If you have several outputs that all have conditions, like just send some messages to a development system or only alerts to a monitoring system.

logstash_pipelines:
  syslog:
    name: syslog
    source: https://github.com/netways/syslog-logstash-pipeline.git
    exclusive: false
    input:
      - name: default
        key: input
    output:
      - name: special
        key: myspecial
        condition: '[program] == "special"'
      - name: special2
        key: myspecial2
        condition: '[program] == "special2"'
      - name: default
        key: forwarder

This will give you the following configuration:

input {

# default output
  redis {
    host => "localhost"
    data_type => "list"
    key => "input"
  }

}

output {

# special output
if [program] == "special"{
  redis {
    host => "localhost"
    data_type => "list"
    key => "myspecial"
  }
}

# special2 output
if [program] == "special2"{
  redis {
    host => "localhost"
    data_type => "list"
    key => "myspecial2"
  }
}

# default output
  redis {
    host => "localhost"
    data_type => "list"
    key => "forwarder"
  }

}

Note that the default output get's every event, the other two outputs only get those where the condition is met.

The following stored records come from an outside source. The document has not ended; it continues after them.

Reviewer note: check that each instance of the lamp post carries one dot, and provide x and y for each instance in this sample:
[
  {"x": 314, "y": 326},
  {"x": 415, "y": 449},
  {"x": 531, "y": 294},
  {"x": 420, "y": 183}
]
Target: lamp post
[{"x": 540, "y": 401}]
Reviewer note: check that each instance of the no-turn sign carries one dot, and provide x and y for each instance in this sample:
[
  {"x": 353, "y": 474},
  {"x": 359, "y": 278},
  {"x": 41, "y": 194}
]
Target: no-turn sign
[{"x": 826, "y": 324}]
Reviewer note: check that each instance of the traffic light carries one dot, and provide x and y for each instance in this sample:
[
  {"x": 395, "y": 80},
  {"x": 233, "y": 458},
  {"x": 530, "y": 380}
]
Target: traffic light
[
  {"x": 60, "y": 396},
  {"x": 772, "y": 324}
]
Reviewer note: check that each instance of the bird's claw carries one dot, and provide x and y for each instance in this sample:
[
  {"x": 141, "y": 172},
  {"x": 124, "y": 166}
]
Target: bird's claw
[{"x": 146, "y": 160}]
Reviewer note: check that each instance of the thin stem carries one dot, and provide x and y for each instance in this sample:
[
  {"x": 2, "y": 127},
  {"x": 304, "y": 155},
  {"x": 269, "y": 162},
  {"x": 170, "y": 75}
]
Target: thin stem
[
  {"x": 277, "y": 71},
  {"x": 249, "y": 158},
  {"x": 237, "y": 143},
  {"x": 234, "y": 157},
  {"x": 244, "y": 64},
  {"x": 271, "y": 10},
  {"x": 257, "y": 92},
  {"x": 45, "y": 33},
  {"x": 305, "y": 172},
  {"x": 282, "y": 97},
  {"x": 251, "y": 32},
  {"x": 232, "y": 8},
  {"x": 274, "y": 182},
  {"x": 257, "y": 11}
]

You can combine several outputs with else. That's helpful when you want to split events. Like syslog messages depending on which program logged an event. Just change exclusive to true.

logstash_pipelines:
  syslog:
    name: syslog
    source: https://github.com/netways/syslog-logstash-pipeline.git
    exclusive: true
    input:
      - name: default
        key: input
    output:
      - name: special
        key: myspecial
        condition: '[program] == "special"'
      - name: special2
        key: myspecial2
        condition: '[program] == "special2"'
      - name: default
        key: forwarder

This will give you the following Logstash configuration.

input {

# default output
  redis {
    host => "localhost"
    data_type => "list"
    key => "input"
  }

}

output {

# special output
if [program] == "special" {
  redis {
    host => "localhost"
    data_type => "list"
    key => "myspecial"
  }
}
# special2 output
else if [program] == "special2" {
  redis {
    host => "localhost"
    data_type => "list"
    key => "myspecial2"
  }
}

# default output
else  {
  redis {
    host => "localhost"
    data_type => "list"
    key => "forwarder"
  }

}

}

Here the default output only receives the events that haven't already been sent to one of the others.

Extra configuration

Congestion threshold

Every Output can have a congestion: option with a numerical value. If the Redis key already holds more items than the value says, the output will stop.

Unsafe shutdown

If you need unsafe Logstash shutdowns, e.g. for testing, you can set logstash_pipeline_unsafe_shutdown to true. The variable doesn't have a default so Logstash falls back to its internal default of false.

Caveats

There are still some minor issues you need to keep in mind:

  • The default output in an exclusive: true setup must be the last in the YAML configuration. There's no sorting, the role simply expects the default to be the last one.
  • The configuration should work but will make no sense if you have exclusive: true but two or more outputs without condition.

Custom pipelines

If you have other ways of putting pipeline code into the correct directories, you can just skip the source option.

logstash_pipelines:
  syslog:
    name: syslog

You have to make sure the code is available or Logstash will constantly log errors!

This will create the directories and integrate all *.conf files within via pipelines.yml.

**If you add a source later, the role will delete the directory and recreate it with it's own code. So make sure you have a backup!"